I have got three matrices: $A$ (dimension $n \times n$), $B$ (dimension $m \times m$) and $M$ (dimension $m \times n$). We have $m > n$.
This is the relation between these three matrices: $A = M^t B M$
$M$ is lower triangular, $B$ is symmetric.
Is there a way to get the unknown matrix $B$ from the known matrices $A$ and $M$, without explicitly inverting $M$ or $M^t$? What I mean is that I cannot write $B = (M^t)^{-1} A M^{-1}$, I would rather need a sort of backsubstitution method, with an explicit formula for a generic element $B_{i j}$ of $B$.
The way I started thinking about this is that one could start by noticing, after some algebra, that
$B_{m m} = \frac{A_{n n}}{M^t_{nm} M_{m n}} = \frac{A_{n n}}{M_{m n}^2}$
but then I am not able to provide a generic formula for $B_{i j}$.
As Matthias Klubsch pointed out: If $M$ is not square, we cannot find $B$ in a unique way.
Let's split up $M$ and $B$ into blocks: As $M$ is $m \times n$ and lower triangular, we can split it into a lower $n \times n$ block $M_2$ which is lower triangular and an upper $(m-n)\times n$ block which consists entirely of zeros. We split $B$ into blocks of according size:
$$B= \begin{pmatrix}B_{11} & B_{12} \\B_{21} & B_{22}\end{pmatrix}, \ M=\begin{pmatrix}0 \\ M_2 \end{pmatrix},$$
where $B_{11}$ is $(m-n)\times(m-n) $, $B_{12}$ is $n\times(m-n) $, $B_{21}$ is $(n-m)\times n $ and $B_{22}$ is $n\times n$, see the edit below for the definition of the blocks.
Now we can multiply:
$$A=M^tBM = \begin{pmatrix}0 & M_2^t \end{pmatrix}\begin{pmatrix}B_{11} & B_{12} \\B_{21} & B_{22}\end{pmatrix}\begin{pmatrix}0 \\ M_2 \end{pmatrix} = M_2^t B_{22}M_2.$$
This means that the equation $A=M^tBM$ does not contain any information to determine the parts of $B$ which are not in the lower right $n\times n$ corner.

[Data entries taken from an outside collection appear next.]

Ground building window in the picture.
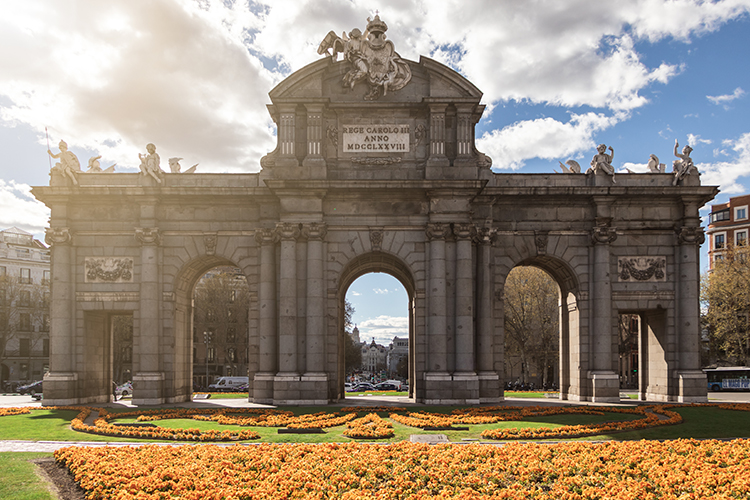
[18,313,31,332]
[714,233,726,250]
[734,205,747,220]
[708,208,729,224]
[19,339,31,358]
[734,229,747,247]
[20,290,31,307]
[21,267,31,285]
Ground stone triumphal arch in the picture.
[33,16,717,405]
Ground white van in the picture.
[208,377,249,392]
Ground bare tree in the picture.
[0,275,49,387]
[504,266,560,386]
[193,268,250,374]
[701,245,750,365]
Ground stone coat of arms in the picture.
[318,15,411,101]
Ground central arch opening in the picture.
[344,273,409,394]
[337,252,418,399]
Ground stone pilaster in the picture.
[453,224,476,375]
[253,229,278,404]
[476,228,503,403]
[589,215,620,403]
[427,103,450,167]
[133,227,164,404]
[675,200,707,403]
[43,227,79,406]
[276,104,299,167]
[426,222,451,375]
[276,222,300,376]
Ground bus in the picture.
[703,366,750,392]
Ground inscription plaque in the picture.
[342,124,410,153]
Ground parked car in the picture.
[18,380,42,396]
[115,382,133,398]
[375,382,398,391]
[347,382,375,392]
[208,377,250,392]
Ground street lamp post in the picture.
[203,332,211,390]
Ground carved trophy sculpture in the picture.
[318,15,411,101]
[647,154,667,174]
[586,144,617,182]
[47,141,81,186]
[138,143,164,184]
[672,139,698,186]
[86,155,117,174]
[169,158,198,174]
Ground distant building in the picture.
[706,195,750,270]
[362,338,388,375]
[386,337,409,374]
[0,227,52,390]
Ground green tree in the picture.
[701,245,750,365]
[193,267,250,375]
[504,266,560,385]
[344,300,362,375]
[0,274,49,387]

Addtionally, if the square matrix $M_2$ is not of full rank (i.e. has zeros on the diagonal) then we can't even get unique values for $B_{22}$, since with any solution of $M_2^tC_{22}M_2=0$ we would also get a solution $B_{22} + C_{22}$ of $$A= M^t B M = M_2^t (B_{22}+ C_{22})M_2$$
Edit: This splitting is done by defining
$(B_{11})_{ij} = (B)_{ij},\ i,j= 1,\dots m-n$
$(B_{12})_{ij} = (B)_{ij}, \ i= m-n + 1, \dots, m ,\ j= 1,\dots m-n $
$(B_{21})_{ij} = (B)_{ij}, \ j= 1,\dots m-n, \ i= m-n + 1, \dots, m \ , $
$(B_{22})_{ij} = (B)_{ij}, i,j= m-n + 1, \dots, m $
$(M_2)_{ij}= (M)_{ij}, \ i= m-n +1 , \dots, m, \ j=1,\dots, n$
Edit 2: Suppose that $M$ has a different shape than outlined above, namely the upper square matrix $(M)_{ij}, \ i,j =1, \dots, n$ is lower triangular and the residual lower block is not of any particular shape. By the comments, this is what OP meant with lower triangular. (I'd call this lower trapeziodal. But this is semantics.)

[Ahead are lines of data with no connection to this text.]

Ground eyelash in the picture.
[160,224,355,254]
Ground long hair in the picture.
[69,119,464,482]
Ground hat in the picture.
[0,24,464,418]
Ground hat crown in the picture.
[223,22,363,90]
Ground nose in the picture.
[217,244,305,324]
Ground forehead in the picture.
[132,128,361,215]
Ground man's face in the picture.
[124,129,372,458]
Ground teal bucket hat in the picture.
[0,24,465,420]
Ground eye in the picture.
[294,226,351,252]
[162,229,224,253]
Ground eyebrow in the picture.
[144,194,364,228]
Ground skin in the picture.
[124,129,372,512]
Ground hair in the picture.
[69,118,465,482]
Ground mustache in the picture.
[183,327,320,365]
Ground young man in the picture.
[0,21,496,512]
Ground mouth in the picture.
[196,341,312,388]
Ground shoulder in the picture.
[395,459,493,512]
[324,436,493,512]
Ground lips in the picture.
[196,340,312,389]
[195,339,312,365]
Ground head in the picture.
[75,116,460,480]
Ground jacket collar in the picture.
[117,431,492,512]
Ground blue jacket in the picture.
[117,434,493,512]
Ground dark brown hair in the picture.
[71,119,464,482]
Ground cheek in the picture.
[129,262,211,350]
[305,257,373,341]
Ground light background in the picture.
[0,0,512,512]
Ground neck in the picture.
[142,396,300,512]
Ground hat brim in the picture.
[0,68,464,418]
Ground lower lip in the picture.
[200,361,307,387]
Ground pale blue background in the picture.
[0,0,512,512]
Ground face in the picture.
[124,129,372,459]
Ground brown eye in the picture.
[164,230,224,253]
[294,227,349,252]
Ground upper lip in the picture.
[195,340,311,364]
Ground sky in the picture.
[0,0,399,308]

We can find a $QR-$decomposition for $M$ such that
$$M = Q R = Q \begin{pmatrix} R_1 \\ 0 \end{pmatrix},$$
where $Q$ is an $m \times m$ orthogonal matrix, $R$ is an $m \times n$ upper triangular matrix and its upper square block $R_1$ is an $n \times n$ upper triangular matrix.

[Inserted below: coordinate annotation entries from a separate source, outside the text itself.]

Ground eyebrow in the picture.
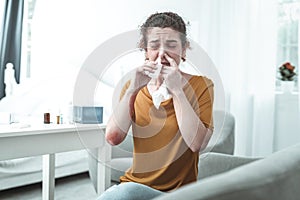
[149,40,178,43]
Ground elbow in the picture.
[190,128,213,153]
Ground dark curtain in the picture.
[0,0,24,99]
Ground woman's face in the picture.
[146,27,186,66]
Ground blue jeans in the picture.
[97,182,163,200]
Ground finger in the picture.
[164,53,177,68]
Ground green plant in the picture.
[279,62,296,81]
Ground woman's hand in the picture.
[131,60,157,92]
[161,53,186,94]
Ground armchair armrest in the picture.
[198,152,260,179]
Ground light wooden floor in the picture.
[0,173,98,200]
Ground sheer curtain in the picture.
[199,0,277,156]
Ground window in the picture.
[276,0,300,87]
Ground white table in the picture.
[0,124,111,200]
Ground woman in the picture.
[100,12,213,200]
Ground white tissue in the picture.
[148,51,172,109]
[151,82,172,109]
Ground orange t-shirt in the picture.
[120,76,213,191]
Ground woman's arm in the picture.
[173,89,213,152]
[162,54,212,152]
[105,61,156,145]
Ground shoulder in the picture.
[188,75,214,88]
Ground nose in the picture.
[158,48,165,58]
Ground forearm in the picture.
[173,90,212,152]
[106,89,136,145]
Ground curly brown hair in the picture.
[138,12,189,51]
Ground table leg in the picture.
[97,143,111,194]
[43,154,55,200]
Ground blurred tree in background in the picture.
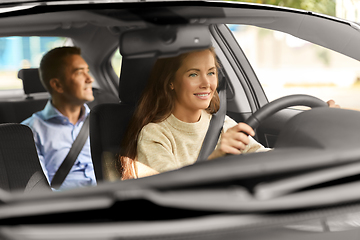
[238,0,336,16]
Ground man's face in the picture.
[61,55,94,104]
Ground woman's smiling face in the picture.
[171,50,218,122]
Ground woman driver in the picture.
[120,48,335,179]
[120,48,265,179]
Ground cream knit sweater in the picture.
[137,111,265,173]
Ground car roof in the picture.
[0,1,360,60]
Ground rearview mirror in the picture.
[120,25,211,58]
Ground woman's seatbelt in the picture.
[196,74,226,162]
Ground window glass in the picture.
[229,25,360,110]
[111,48,122,77]
[0,37,67,91]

Instead of $A= M^t B M$, we write
$$A = (QR)^t B (QR) = \begin{pmatrix} R_1^t & 0 \end{pmatrix} Q^t B Q \begin{pmatrix} R_1 \\ 0 \end{pmatrix}.$$
We define $B' = Q^t B Q$ (since $Q$ is orthogonal, the task of finding $B$ is equivalent to finding $B'$ and calculating $B = Q B' Q^t$) and split $B'$ into square blocks and find, as above:
$$A = R_1^t B'_{11} R_1,$$
where $(B_{11}')_{ij} = (Q^t B Q)_{ij}, \ i,j, = 1, \dots,n$
Again, with this information, and supposing that $R_1$ has full rank, we can only uniquely determine $B_{11}'$, but not any of the other blocks of $B'$. Thus, we cannot determine $B$ uniquely.